Monday, August 27, 2012

Succeeding at Failing

Pete Rose I saw a very interesting statistic while watching the Cubs game on Sunday. One of the allures to baseball is how statistics are used to define everything. The advanced statistics that they use to try and quantify the game of baseball are incredibly complex. I still like the basic or "old school" stats like Hits, Runs,RBI and so on. I am sure that things like WAR (wins above replacement) can tell you something interesting and important about the game. But the fact that there is no clear or standardized way to figure the stat makes it less valuable to me. Although it may also have something to do with the fact that I am somewhat of a baseball purist. The Designated Hitter needs to go and at least 6 teams need to be eliminated from the league. (Pick any six out of the perennial attendance laggards Baltimore, Cleveland, Kansas City, Miami, Oakland, Pittsburg, Tampa Bay, and Washington.) But I digress.

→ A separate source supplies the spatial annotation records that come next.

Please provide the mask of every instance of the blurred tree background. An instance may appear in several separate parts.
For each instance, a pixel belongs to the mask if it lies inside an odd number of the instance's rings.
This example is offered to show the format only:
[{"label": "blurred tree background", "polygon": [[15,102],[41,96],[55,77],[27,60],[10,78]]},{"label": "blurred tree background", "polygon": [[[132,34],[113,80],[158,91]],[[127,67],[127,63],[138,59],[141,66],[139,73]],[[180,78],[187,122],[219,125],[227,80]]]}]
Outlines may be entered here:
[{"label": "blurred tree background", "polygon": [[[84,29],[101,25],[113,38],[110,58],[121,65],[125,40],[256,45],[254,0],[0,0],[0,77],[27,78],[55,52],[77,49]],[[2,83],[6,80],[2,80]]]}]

The interesting stat that I saw was the top ten all-time leaders in making outs. For those that are not real familiar with baseball making an out is when the batter fails to do what they were trying to do. This list showed the ten guys that experienced the most failure–in terms of hitting–as baseball players. Let me share that list with you:

  1. Pete Rose
  2. Hank Aaron
  3. Carl Yastrzemski
  4. Cal Ripken
  5. Eddie Murray
  6. Rickey Henderson
  7. Dave Winfield
  8. Robin Yount
  9. Omar Vizquel
  10. Brooks Robinson
I don't know if there is a single player on that list that I would not have wanted playing for the Cubs in their prime. All but Vizquel and Robinson ended up in the top twenty in other significant career statistics like Hits, Runs Scored, Runs Batted In, Home Runs and Stolen Bases. The career leader for each of those statistics (discounting Barry Bonds' home run record) is on this list. Eight of these guys are all in the Hall of Fame. And each of these guys played Major League Baseball for at least 20 years. So what this list means is that these guys failed a lot in order to also succeed a lot. In fact they were far more successful at failing than they were at succeeding.

How often are we willing to experience a lot of failure in order to succeed? How often do we allow our fear of failure to control our success?